Did you know that John Bunyan, author of The Pilgrim's Progress, wrote that great masterpiece from a prison cell? Certainly not the most likely setting for one of the world’s greatest works in English literature.

Did you know that John Milton was blind for twenty-two years? Yet out of his blindness came his greatest works--Paradise Lost and Paradise Regained.

When Florence Nightingale was too sick to move in bed, she reorganized the hospitals of England.

Louis Pasteur was partially paralyzed because of a stroke, and lost three of his five children to typhoid fever. Yet it was then that he discovered one of his greatest cures.

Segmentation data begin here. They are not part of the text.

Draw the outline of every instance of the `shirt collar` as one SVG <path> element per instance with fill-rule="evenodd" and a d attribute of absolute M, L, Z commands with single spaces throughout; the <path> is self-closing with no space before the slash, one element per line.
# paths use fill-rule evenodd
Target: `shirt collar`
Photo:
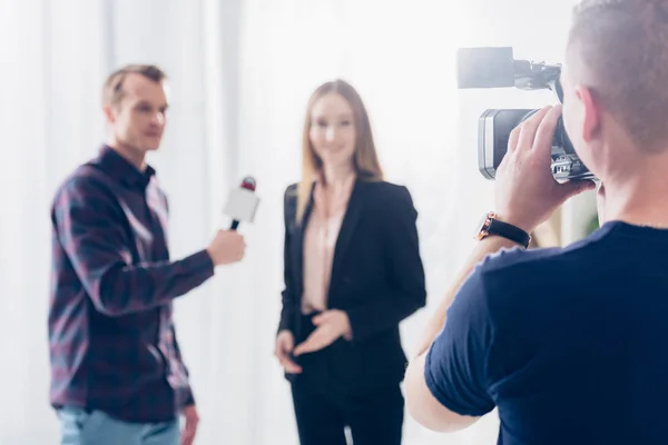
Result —
<path fill-rule="evenodd" d="M 109 176 L 130 187 L 145 189 L 150 178 L 156 174 L 156 170 L 150 166 L 147 166 L 145 171 L 140 171 L 109 146 L 102 146 L 98 160 Z"/>

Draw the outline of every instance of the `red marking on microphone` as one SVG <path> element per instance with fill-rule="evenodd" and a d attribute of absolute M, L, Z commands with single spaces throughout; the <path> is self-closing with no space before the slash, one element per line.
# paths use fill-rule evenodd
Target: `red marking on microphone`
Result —
<path fill-rule="evenodd" d="M 246 190 L 255 191 L 255 179 L 252 177 L 244 178 L 244 180 L 242 181 L 242 188 L 245 188 Z"/>

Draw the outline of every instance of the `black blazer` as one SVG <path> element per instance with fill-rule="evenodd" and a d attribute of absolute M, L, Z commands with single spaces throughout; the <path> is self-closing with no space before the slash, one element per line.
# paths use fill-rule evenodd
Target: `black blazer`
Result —
<path fill-rule="evenodd" d="M 312 206 L 313 195 L 297 224 L 296 185 L 285 191 L 285 288 L 278 330 L 291 330 L 297 340 L 303 337 L 304 227 Z M 399 323 L 426 300 L 416 218 L 405 187 L 356 180 L 336 241 L 327 296 L 330 309 L 347 313 L 353 332 L 351 342 L 340 338 L 325 348 L 327 374 L 344 390 L 364 392 L 403 379 L 406 356 Z"/>

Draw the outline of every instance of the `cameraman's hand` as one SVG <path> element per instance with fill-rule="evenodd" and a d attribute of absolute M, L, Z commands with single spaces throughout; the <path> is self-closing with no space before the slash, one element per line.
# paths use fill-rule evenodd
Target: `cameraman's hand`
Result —
<path fill-rule="evenodd" d="M 560 116 L 560 105 L 546 107 L 517 127 L 497 171 L 495 212 L 500 220 L 527 233 L 568 198 L 595 188 L 590 180 L 559 184 L 552 176 L 552 139 Z"/>
<path fill-rule="evenodd" d="M 246 251 L 244 236 L 236 230 L 218 230 L 206 248 L 214 266 L 240 261 Z"/>

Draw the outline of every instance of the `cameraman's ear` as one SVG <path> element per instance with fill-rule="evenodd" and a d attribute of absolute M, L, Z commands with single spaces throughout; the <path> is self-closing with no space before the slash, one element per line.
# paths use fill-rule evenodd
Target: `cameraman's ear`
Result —
<path fill-rule="evenodd" d="M 582 139 L 590 142 L 597 138 L 601 127 L 602 110 L 590 88 L 582 85 L 576 88 L 576 97 L 582 111 Z"/>

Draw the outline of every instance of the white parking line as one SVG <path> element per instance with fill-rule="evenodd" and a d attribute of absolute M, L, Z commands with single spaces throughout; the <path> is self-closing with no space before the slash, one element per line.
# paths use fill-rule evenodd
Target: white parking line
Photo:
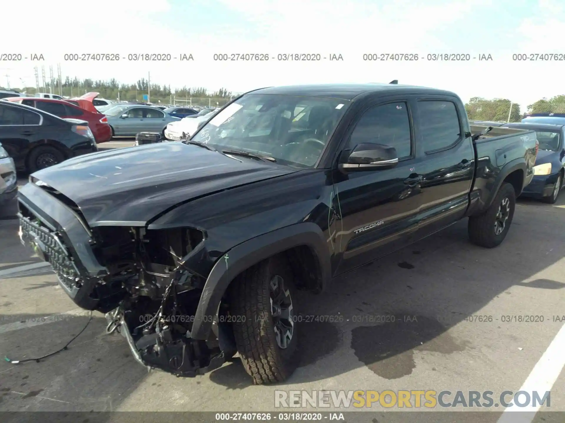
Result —
<path fill-rule="evenodd" d="M 23 321 L 15 321 L 13 323 L 7 323 L 5 325 L 0 325 L 0 334 L 6 333 L 7 332 L 19 331 L 21 329 L 27 329 L 32 328 L 34 326 L 39 326 L 46 323 L 54 323 L 56 321 L 63 321 L 71 317 L 77 316 L 89 316 L 90 311 L 82 310 L 82 309 L 76 309 L 64 313 L 59 314 L 51 314 L 48 316 L 37 318 L 24 318 L 22 317 Z M 16 316 L 17 317 L 17 316 Z"/>
<path fill-rule="evenodd" d="M 9 269 L 6 269 L 6 270 L 0 270 L 0 277 L 7 276 L 8 275 L 13 275 L 16 273 L 25 272 L 28 270 L 33 270 L 34 269 L 46 267 L 48 266 L 51 266 L 51 265 L 50 265 L 47 262 L 40 262 L 39 263 L 32 263 L 31 265 L 19 266 L 17 267 L 12 267 Z"/>
<path fill-rule="evenodd" d="M 529 376 L 520 388 L 520 391 L 527 392 L 531 395 L 534 391 L 537 391 L 540 398 L 544 397 L 547 391 L 551 391 L 553 384 L 565 366 L 564 351 L 565 324 L 561 327 L 541 358 L 536 363 Z M 524 401 L 523 396 L 520 399 Z M 531 402 L 529 405 L 523 407 L 517 407 L 514 400 L 510 403 L 514 406 L 505 409 L 497 423 L 531 423 L 533 421 L 536 412 L 541 407 L 539 404 L 534 406 Z M 523 412 L 523 413 L 516 414 L 516 412 Z"/>

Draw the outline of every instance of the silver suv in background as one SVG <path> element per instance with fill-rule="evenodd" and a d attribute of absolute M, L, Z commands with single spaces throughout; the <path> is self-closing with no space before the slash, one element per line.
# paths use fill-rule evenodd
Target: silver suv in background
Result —
<path fill-rule="evenodd" d="M 0 204 L 13 199 L 18 192 L 18 178 L 14 159 L 0 144 Z"/>
<path fill-rule="evenodd" d="M 11 90 L 0 90 L 0 99 L 7 97 L 25 97 L 25 92 L 19 92 Z"/>

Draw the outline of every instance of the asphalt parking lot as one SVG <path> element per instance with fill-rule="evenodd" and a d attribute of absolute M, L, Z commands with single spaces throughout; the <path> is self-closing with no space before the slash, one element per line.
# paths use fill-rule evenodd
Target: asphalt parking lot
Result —
<path fill-rule="evenodd" d="M 15 204 L 0 210 L 0 354 L 18 360 L 62 347 L 88 316 L 20 244 L 15 213 Z M 497 399 L 506 390 L 544 387 L 551 403 L 541 410 L 565 412 L 565 372 L 551 353 L 555 343 L 565 346 L 558 335 L 565 315 L 565 193 L 554 205 L 520 200 L 496 249 L 470 243 L 466 225 L 354 271 L 321 296 L 303 294 L 303 314 L 344 319 L 303 325 L 300 367 L 285 384 L 253 386 L 237 358 L 194 378 L 148 372 L 94 313 L 67 350 L 39 363 L 0 364 L 0 410 L 274 411 L 276 389 L 492 391 Z M 394 321 L 367 318 L 383 315 Z M 546 363 L 546 351 L 553 361 Z M 547 365 L 540 369 L 540 362 Z M 376 403 L 370 411 L 379 413 L 373 423 L 392 421 L 393 414 L 395 421 L 411 421 L 397 408 Z M 466 421 L 497 422 L 502 408 L 471 411 Z M 563 422 L 565 413 L 534 418 Z"/>

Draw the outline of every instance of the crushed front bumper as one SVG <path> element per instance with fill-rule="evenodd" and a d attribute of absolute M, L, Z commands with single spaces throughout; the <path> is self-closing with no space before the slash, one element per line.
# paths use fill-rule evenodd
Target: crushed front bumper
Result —
<path fill-rule="evenodd" d="M 165 138 L 171 141 L 180 141 L 182 139 L 182 134 L 165 130 Z"/>
<path fill-rule="evenodd" d="M 0 158 L 0 203 L 11 200 L 17 192 L 18 177 L 14 159 Z"/>
<path fill-rule="evenodd" d="M 118 312 L 115 309 L 105 310 L 99 296 L 94 293 L 105 286 L 100 283 L 108 270 L 94 255 L 88 226 L 77 213 L 33 183 L 22 187 L 18 198 L 22 243 L 51 265 L 61 288 L 77 305 L 106 313 L 108 328 L 110 324 L 119 327 L 118 330 L 139 363 L 192 377 L 221 366 L 234 352 L 233 333 L 223 325 L 216 324 L 215 331 L 201 331 L 201 336 L 195 338 L 190 334 L 179 336 L 171 331 L 167 333 L 166 328 L 160 333 L 142 333 L 135 329 L 139 326 L 139 318 L 131 311 L 119 307 Z M 195 317 L 195 324 L 202 323 Z M 219 345 L 210 343 L 214 334 Z"/>

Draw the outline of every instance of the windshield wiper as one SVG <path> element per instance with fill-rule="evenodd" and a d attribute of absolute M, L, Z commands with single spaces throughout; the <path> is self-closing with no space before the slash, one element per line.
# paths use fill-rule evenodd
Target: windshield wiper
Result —
<path fill-rule="evenodd" d="M 182 143 L 184 144 L 192 144 L 193 146 L 202 147 L 210 150 L 210 151 L 216 151 L 216 149 L 214 147 L 210 147 L 203 142 L 201 142 L 200 141 L 192 141 L 189 139 L 185 139 L 184 141 L 182 141 Z"/>
<path fill-rule="evenodd" d="M 239 156 L 245 156 L 248 157 L 254 157 L 255 158 L 258 158 L 260 160 L 263 160 L 263 161 L 270 161 L 270 162 L 276 162 L 275 157 L 272 157 L 270 156 L 266 156 L 262 154 L 258 154 L 257 153 L 251 153 L 249 151 L 244 151 L 242 150 L 222 150 L 221 152 L 224 154 L 232 154 L 233 155 L 239 155 Z"/>

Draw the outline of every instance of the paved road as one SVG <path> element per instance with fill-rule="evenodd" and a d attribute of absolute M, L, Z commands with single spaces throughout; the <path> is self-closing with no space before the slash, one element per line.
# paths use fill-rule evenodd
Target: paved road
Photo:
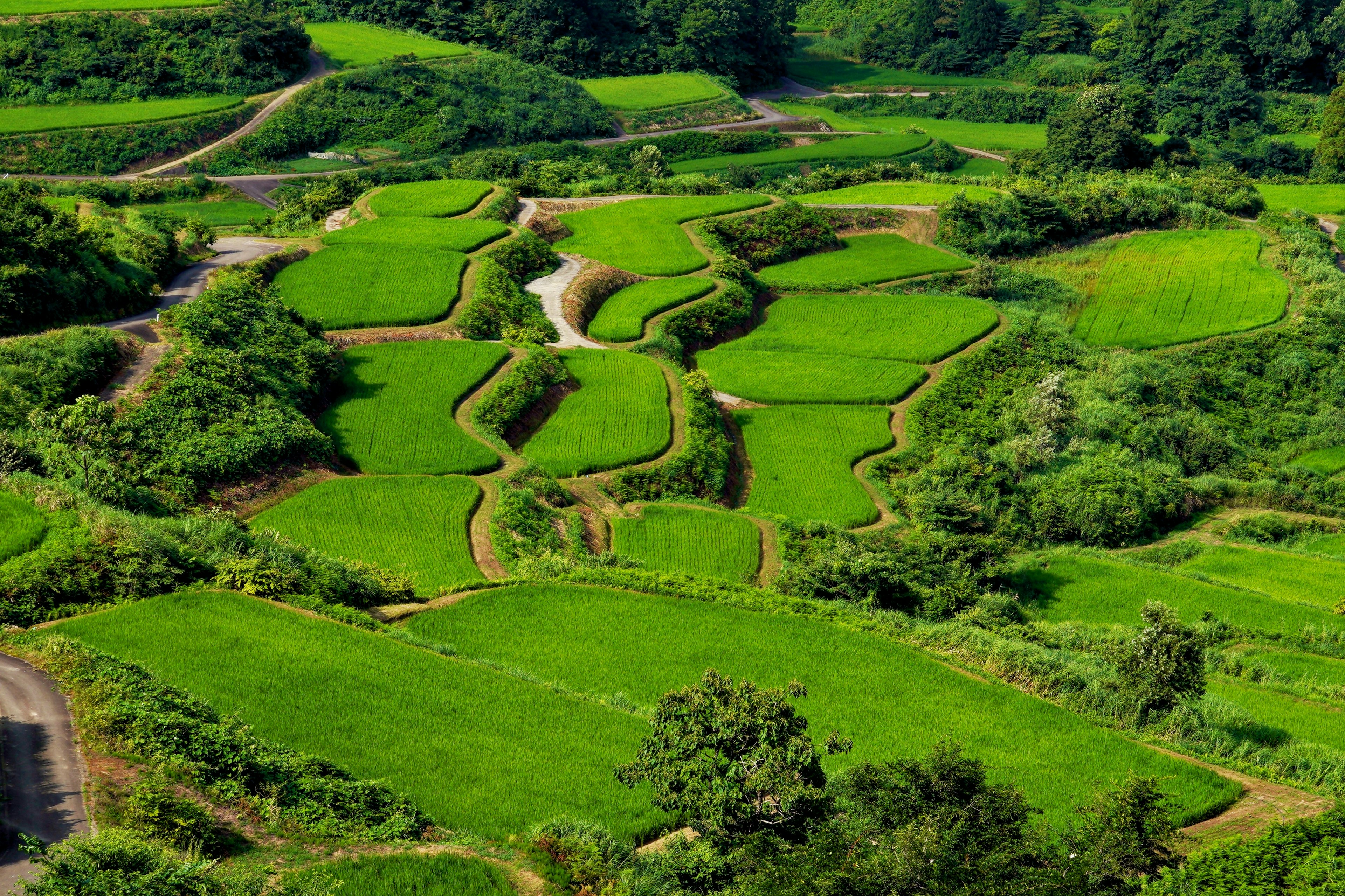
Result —
<path fill-rule="evenodd" d="M 4 852 L 0 893 L 32 873 L 15 832 L 56 842 L 87 833 L 83 763 L 70 731 L 66 699 L 47 676 L 0 654 L 0 716 L 4 731 Z"/>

And Harry Emerson Fosdick, once a great preacher and religious leader in our United States, had a nervous breakdown soon after graduating from the seminary and wanted to commit suicide. He felt as though life was a terrifying wilderness with no way out. Yet it was then that he found the inspiration to write a book called The Meaning of Prayer. He asked, “Why is it that some of life’s most revealing insights come to us, not from life’s loveliness, but from life’s difficulties?” And he said, “I found God in a desert.”

So what does this story of the Red Sea mean to teach us? It serves to remind every one of us that God is fully capable of fulfilling His promise. And because He is, we are safe.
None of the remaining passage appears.